BASH pass Variable to Function

This is my first attempt at BASH and I am having a small problem. The intent of this script is to scrub ZFS pools and create a log file.

The code is working as intended, except for line 19 below. (LogEntry $LOG_LINE). I added Line 18 for debugging purposes and it is working.

Line 18 writes "pool 'tankm' is healthy" to the log, while line 19 only wirtes "pool". Functionally these line are doing the same thing (as least to my eyes), so why would one work and not the other.
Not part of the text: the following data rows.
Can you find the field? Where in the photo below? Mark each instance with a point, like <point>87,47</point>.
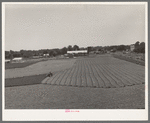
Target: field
<point>102,72</point>
<point>42,67</point>
<point>100,82</point>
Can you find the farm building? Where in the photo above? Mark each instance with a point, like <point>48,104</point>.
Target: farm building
<point>77,52</point>
<point>46,55</point>
<point>132,47</point>
<point>7,60</point>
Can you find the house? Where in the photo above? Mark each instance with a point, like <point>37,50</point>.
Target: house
<point>7,60</point>
<point>46,55</point>
<point>77,52</point>
<point>18,59</point>
<point>132,47</point>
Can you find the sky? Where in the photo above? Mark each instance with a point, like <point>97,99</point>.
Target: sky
<point>49,26</point>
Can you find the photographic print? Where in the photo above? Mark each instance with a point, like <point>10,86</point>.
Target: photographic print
<point>75,61</point>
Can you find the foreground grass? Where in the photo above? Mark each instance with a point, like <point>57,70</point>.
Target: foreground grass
<point>27,80</point>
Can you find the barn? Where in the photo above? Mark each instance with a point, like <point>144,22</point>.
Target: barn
<point>77,53</point>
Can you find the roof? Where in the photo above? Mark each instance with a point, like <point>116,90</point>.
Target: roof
<point>19,58</point>
<point>79,51</point>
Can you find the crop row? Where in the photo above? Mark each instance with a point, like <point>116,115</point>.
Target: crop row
<point>100,72</point>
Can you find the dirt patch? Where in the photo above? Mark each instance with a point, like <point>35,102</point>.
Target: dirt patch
<point>22,81</point>
<point>66,97</point>
<point>43,67</point>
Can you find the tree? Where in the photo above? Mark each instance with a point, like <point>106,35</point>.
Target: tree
<point>137,44</point>
<point>51,53</point>
<point>64,50</point>
<point>11,54</point>
<point>142,47</point>
<point>69,48</point>
<point>75,47</point>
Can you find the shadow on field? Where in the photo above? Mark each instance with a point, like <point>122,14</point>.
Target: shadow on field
<point>27,80</point>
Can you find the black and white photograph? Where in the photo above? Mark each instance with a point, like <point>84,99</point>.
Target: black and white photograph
<point>75,61</point>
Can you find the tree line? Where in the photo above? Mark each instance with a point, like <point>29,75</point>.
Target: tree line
<point>139,48</point>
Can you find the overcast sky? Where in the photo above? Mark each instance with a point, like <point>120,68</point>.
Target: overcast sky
<point>37,26</point>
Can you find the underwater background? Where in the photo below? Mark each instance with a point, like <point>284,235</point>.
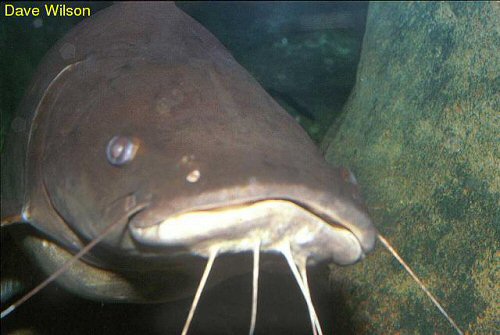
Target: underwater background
<point>417,122</point>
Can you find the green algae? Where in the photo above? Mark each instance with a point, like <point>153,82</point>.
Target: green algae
<point>420,131</point>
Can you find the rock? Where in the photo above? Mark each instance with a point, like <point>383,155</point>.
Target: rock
<point>421,132</point>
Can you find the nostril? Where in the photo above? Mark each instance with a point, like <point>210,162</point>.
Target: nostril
<point>121,150</point>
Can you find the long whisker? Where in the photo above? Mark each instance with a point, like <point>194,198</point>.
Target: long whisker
<point>70,261</point>
<point>255,283</point>
<point>419,282</point>
<point>285,250</point>
<point>201,285</point>
<point>303,272</point>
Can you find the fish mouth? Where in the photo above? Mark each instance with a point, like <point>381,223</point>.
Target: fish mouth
<point>236,228</point>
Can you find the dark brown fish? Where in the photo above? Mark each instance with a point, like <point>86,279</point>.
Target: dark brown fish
<point>140,118</point>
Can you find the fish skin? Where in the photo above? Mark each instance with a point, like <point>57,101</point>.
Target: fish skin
<point>174,87</point>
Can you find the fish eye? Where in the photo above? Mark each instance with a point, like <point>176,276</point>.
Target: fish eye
<point>121,150</point>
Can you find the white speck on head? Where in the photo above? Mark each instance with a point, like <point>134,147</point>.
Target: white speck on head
<point>68,51</point>
<point>187,159</point>
<point>193,176</point>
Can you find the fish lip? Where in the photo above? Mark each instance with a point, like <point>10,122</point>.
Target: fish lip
<point>365,240</point>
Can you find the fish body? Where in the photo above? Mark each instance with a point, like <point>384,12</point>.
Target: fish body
<point>140,116</point>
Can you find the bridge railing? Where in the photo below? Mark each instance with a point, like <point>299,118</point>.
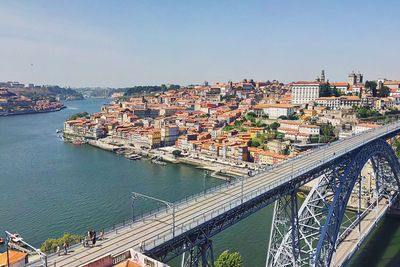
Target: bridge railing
<point>189,200</point>
<point>207,215</point>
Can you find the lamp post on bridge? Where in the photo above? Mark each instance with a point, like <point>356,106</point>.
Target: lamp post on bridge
<point>169,205</point>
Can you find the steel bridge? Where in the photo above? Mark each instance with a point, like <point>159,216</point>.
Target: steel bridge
<point>305,236</point>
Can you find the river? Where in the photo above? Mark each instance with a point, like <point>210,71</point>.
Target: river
<point>48,187</point>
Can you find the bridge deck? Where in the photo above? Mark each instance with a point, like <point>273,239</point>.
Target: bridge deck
<point>350,244</point>
<point>157,229</point>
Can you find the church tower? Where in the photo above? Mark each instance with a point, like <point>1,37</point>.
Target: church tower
<point>323,76</point>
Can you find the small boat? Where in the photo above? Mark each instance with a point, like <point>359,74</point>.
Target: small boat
<point>158,162</point>
<point>119,151</point>
<point>133,156</point>
<point>77,142</point>
<point>16,238</point>
<point>301,194</point>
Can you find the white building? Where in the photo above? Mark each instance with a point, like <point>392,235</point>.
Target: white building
<point>304,92</point>
<point>274,111</point>
<point>331,102</point>
<point>295,130</point>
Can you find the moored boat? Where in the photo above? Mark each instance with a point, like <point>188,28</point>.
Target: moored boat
<point>133,156</point>
<point>77,142</point>
<point>155,161</point>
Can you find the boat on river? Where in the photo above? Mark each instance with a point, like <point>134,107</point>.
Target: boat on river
<point>133,156</point>
<point>159,162</point>
<point>77,142</point>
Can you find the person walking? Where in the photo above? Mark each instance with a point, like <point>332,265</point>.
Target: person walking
<point>58,250</point>
<point>65,248</point>
<point>90,236</point>
<point>94,238</point>
<point>102,234</point>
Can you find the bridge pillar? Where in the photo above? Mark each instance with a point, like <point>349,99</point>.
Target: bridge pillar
<point>201,255</point>
<point>285,220</point>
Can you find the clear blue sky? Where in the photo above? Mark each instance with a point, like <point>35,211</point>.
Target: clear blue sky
<point>124,43</point>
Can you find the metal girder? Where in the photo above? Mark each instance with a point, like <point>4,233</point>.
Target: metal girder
<point>193,237</point>
<point>285,221</point>
<point>310,218</point>
<point>201,255</point>
<point>323,211</point>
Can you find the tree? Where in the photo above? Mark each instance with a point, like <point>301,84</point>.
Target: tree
<point>176,153</point>
<point>227,259</point>
<point>335,91</point>
<point>255,143</point>
<point>50,245</point>
<point>371,85</point>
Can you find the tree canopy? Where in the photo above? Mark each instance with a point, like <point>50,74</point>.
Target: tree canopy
<point>229,259</point>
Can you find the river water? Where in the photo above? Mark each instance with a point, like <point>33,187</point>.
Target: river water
<point>48,187</point>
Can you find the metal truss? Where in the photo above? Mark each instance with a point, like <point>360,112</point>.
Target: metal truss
<point>201,255</point>
<point>194,237</point>
<point>323,211</point>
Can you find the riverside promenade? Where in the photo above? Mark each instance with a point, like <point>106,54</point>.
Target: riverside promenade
<point>152,231</point>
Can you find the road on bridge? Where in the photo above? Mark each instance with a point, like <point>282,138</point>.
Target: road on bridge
<point>157,228</point>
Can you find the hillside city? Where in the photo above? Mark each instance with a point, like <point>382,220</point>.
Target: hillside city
<point>243,124</point>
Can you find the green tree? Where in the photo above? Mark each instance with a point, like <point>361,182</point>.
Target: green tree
<point>228,259</point>
<point>50,245</point>
<point>177,153</point>
<point>384,91</point>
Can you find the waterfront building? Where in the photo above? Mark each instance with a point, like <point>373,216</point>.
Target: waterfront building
<point>274,111</point>
<point>342,87</point>
<point>265,157</point>
<point>331,102</point>
<point>393,85</point>
<point>295,130</point>
<point>304,92</point>
<point>354,78</point>
<point>362,127</point>
<point>169,134</point>
<point>15,258</point>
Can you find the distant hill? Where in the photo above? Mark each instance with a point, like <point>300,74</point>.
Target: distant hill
<point>47,91</point>
<point>140,90</point>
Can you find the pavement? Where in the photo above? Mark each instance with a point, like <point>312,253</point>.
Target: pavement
<point>157,228</point>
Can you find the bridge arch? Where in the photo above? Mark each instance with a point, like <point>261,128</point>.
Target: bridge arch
<point>312,233</point>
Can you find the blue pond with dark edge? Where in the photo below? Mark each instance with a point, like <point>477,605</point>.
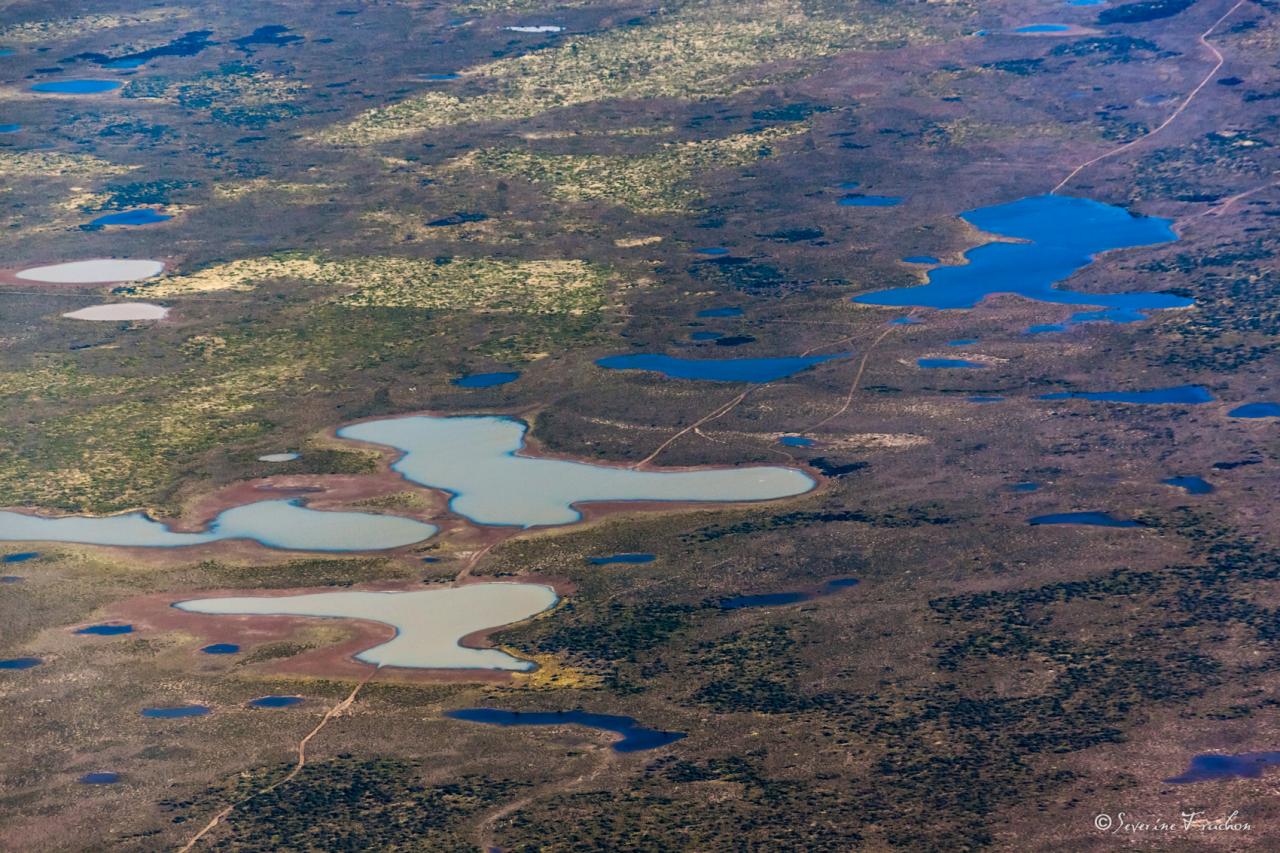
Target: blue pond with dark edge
<point>1088,519</point>
<point>1189,484</point>
<point>716,369</point>
<point>950,363</point>
<point>275,701</point>
<point>141,217</point>
<point>1060,236</point>
<point>1214,767</point>
<point>103,778</point>
<point>731,310</point>
<point>781,598</point>
<point>485,379</point>
<point>621,557</point>
<point>1256,410</point>
<point>635,738</point>
<point>77,86</point>
<point>1176,396</point>
<point>106,630</point>
<point>858,200</point>
<point>177,712</point>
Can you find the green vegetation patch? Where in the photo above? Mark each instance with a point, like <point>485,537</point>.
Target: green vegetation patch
<point>702,50</point>
<point>653,183</point>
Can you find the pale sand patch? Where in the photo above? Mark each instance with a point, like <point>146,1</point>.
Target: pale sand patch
<point>120,311</point>
<point>100,270</point>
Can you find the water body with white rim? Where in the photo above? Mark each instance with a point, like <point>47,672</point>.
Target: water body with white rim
<point>476,459</point>
<point>100,270</point>
<point>428,623</point>
<point>277,524</point>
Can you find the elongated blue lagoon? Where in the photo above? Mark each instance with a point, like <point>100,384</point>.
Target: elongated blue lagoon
<point>478,459</point>
<point>635,738</point>
<point>429,623</point>
<point>1061,235</point>
<point>288,525</point>
<point>716,369</point>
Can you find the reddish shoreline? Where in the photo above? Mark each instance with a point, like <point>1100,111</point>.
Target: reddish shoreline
<point>156,612</point>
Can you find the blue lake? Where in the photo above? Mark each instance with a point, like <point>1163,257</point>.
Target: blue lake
<point>105,630</point>
<point>621,557</point>
<point>1063,236</point>
<point>485,379</point>
<point>275,701</point>
<point>858,200</point>
<point>1256,410</point>
<point>177,712</point>
<point>141,217</point>
<point>1212,767</point>
<point>1088,519</point>
<point>635,738</point>
<point>950,363</point>
<point>478,460</point>
<point>1176,396</point>
<point>77,86</point>
<point>780,598</point>
<point>103,778</point>
<point>277,524</point>
<point>1189,484</point>
<point>716,369</point>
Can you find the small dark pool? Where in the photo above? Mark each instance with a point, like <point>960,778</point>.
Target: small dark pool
<point>635,738</point>
<point>485,379</point>
<point>621,557</point>
<point>275,701</point>
<point>1212,766</point>
<point>141,217</point>
<point>104,778</point>
<point>177,712</point>
<point>1189,484</point>
<point>105,630</point>
<point>1089,519</point>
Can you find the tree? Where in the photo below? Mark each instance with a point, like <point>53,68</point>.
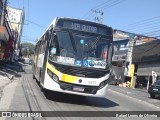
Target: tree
<point>27,49</point>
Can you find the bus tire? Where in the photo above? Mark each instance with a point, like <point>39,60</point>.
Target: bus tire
<point>34,76</point>
<point>41,88</point>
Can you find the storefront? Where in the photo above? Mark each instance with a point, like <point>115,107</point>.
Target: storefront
<point>146,57</point>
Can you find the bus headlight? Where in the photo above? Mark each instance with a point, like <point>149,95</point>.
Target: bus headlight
<point>52,75</point>
<point>102,84</point>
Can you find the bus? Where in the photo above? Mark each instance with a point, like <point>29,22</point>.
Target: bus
<point>74,56</point>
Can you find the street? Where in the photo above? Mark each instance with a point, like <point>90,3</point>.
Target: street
<point>24,94</point>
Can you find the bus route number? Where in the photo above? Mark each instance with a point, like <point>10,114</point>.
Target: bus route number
<point>91,82</point>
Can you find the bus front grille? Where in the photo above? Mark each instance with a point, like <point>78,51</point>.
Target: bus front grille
<point>75,71</point>
<point>70,87</point>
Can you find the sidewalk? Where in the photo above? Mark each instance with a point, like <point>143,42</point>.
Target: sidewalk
<point>8,72</point>
<point>138,94</point>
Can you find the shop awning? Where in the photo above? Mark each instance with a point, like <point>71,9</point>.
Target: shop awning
<point>145,69</point>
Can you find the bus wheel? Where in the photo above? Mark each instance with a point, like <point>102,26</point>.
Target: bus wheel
<point>41,88</point>
<point>34,76</point>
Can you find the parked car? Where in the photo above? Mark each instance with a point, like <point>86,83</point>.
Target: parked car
<point>154,90</point>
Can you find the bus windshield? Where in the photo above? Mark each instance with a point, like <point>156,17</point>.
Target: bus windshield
<point>79,50</point>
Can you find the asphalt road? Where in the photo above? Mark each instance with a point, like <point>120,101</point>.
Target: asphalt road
<point>24,94</point>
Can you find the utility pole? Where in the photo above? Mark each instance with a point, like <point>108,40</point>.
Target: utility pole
<point>3,12</point>
<point>100,18</point>
<point>129,67</point>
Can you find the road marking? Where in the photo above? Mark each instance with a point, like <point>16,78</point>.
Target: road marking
<point>144,102</point>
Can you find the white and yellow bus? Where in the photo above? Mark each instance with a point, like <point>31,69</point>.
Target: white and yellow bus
<point>74,56</point>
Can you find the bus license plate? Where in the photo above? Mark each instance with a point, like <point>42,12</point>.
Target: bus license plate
<point>77,88</point>
<point>155,89</point>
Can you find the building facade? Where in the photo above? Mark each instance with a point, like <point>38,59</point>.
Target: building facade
<point>16,19</point>
<point>6,35</point>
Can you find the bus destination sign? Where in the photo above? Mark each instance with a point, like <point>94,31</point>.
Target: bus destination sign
<point>81,27</point>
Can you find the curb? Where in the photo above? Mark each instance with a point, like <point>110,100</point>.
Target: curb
<point>145,102</point>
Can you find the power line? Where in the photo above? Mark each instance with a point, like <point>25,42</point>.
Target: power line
<point>140,22</point>
<point>36,24</point>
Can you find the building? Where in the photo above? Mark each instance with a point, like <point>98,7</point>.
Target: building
<point>16,19</point>
<point>146,58</point>
<point>125,61</point>
<point>6,35</point>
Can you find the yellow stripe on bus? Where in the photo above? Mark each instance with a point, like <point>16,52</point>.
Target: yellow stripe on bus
<point>51,68</point>
<point>64,77</point>
<point>68,78</point>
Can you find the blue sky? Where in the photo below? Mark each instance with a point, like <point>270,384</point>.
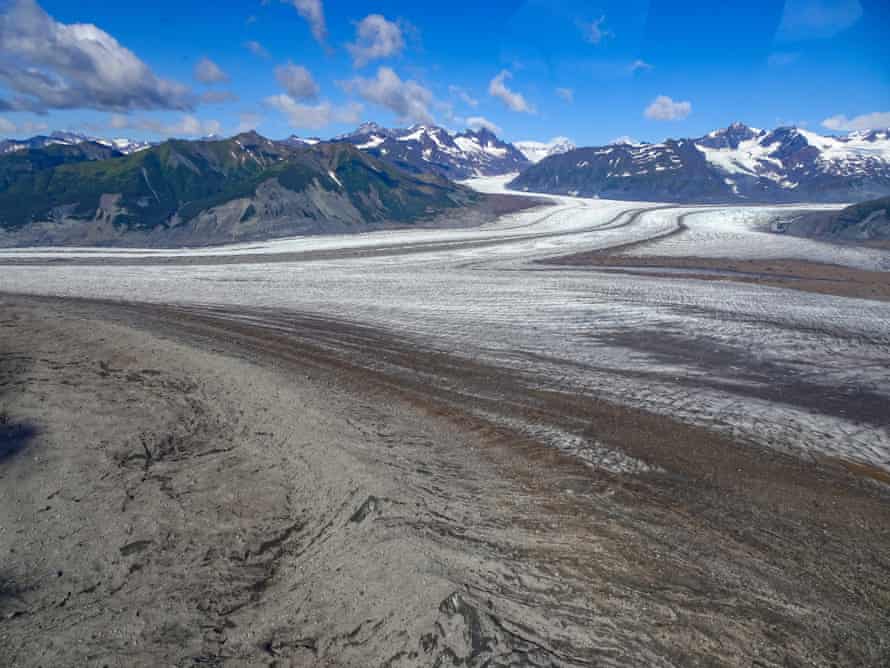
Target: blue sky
<point>591,71</point>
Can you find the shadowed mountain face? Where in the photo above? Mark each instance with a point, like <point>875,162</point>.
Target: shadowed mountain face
<point>737,163</point>
<point>209,191</point>
<point>428,148</point>
<point>865,222</point>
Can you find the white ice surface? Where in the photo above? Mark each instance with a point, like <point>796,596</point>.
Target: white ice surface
<point>567,328</point>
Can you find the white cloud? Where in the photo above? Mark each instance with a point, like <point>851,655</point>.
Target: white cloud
<point>873,121</point>
<point>256,48</point>
<point>218,97</point>
<point>248,122</point>
<point>297,81</point>
<point>206,71</point>
<point>566,94</point>
<point>817,19</point>
<point>7,127</point>
<point>664,108</point>
<point>595,32</point>
<point>313,12</point>
<point>515,101</point>
<point>51,65</point>
<point>463,96</point>
<point>482,123</point>
<point>375,38</point>
<point>406,99</point>
<point>782,58</point>
<point>186,126</point>
<point>305,116</point>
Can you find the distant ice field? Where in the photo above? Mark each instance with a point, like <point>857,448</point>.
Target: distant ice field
<point>779,368</point>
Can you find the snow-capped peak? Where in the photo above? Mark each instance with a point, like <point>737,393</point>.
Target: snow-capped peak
<point>536,151</point>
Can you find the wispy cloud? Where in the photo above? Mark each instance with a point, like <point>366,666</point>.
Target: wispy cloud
<point>313,117</point>
<point>47,65</point>
<point>514,101</point>
<point>206,71</point>
<point>297,81</point>
<point>664,108</point>
<point>313,12</point>
<point>375,38</point>
<point>482,123</point>
<point>782,58</point>
<point>408,100</point>
<point>218,97</point>
<point>595,31</point>
<point>463,96</point>
<point>873,121</point>
<point>567,94</point>
<point>256,48</point>
<point>817,19</point>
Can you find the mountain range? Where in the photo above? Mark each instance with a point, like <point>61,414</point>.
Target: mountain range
<point>735,164</point>
<point>429,148</point>
<point>211,191</point>
<point>124,146</point>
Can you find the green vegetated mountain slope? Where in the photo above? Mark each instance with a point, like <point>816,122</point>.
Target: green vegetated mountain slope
<point>18,164</point>
<point>195,192</point>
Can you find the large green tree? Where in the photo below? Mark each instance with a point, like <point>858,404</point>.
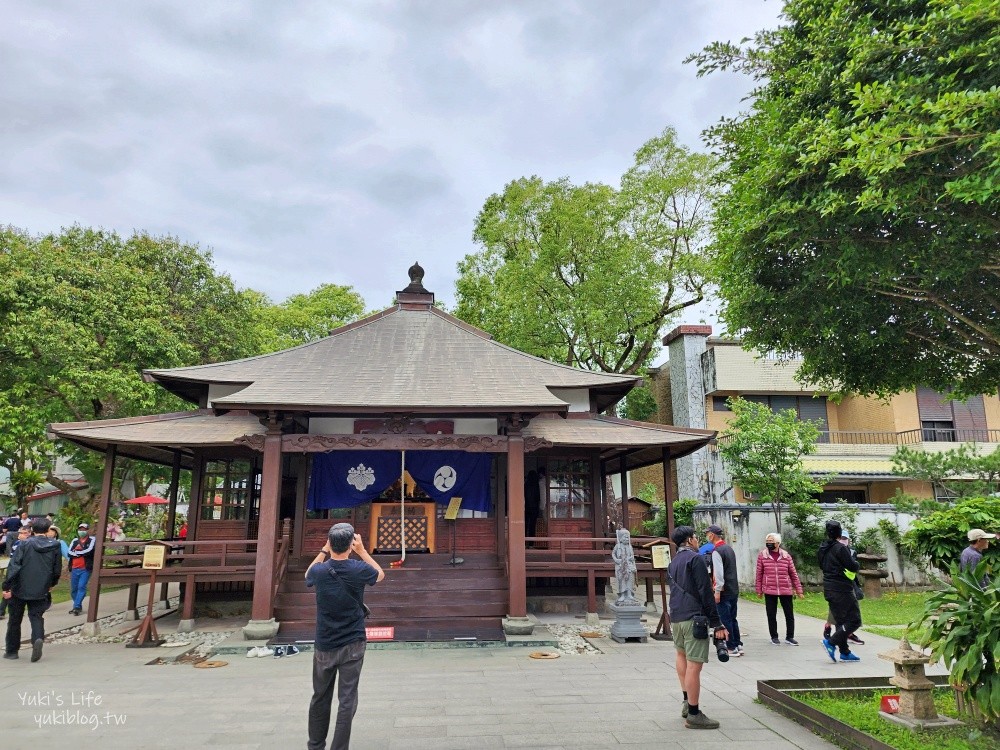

I'm assuming the root casue is the quote before the pool name in the output of the zpool status command and I am working on a char replacement for that, but I would liek to understand how these two lines are being interprited differently.

Thanks in advance Declan

#!/bin/bash

LOG_FILE=/home/declan/log/zfs_scrub
LOG_LAST=/home/declan/log/zfs_scrub_last

function LogEntry {
    echo -e "$(date "+%Y %m %d %T") ; $1" >>$LOG_FILE 2>&1
}

cp $LOG_FILE $LOG_LAST
rm $LOG_FILE

LogEntry "Starting ZFS Scrub"

for POOL in $(zpool list -H -o name) ; do
    LogEntry "Starting Scrub on $POOL"
    zpool scrub $POOL 2>/dev/null
    LOG_LINE=$(zpool status -x $POOL 2>&1)
    echo -e "$(date "+%Y %m %d %T") ; $LOG_LINE" >>$LOG_FILE 2>&1
    LogEntry $LOG_LINE
    LogEntry "Ending Scrub on $POOL"
done

LogEntry "Ending ZFS Scrub"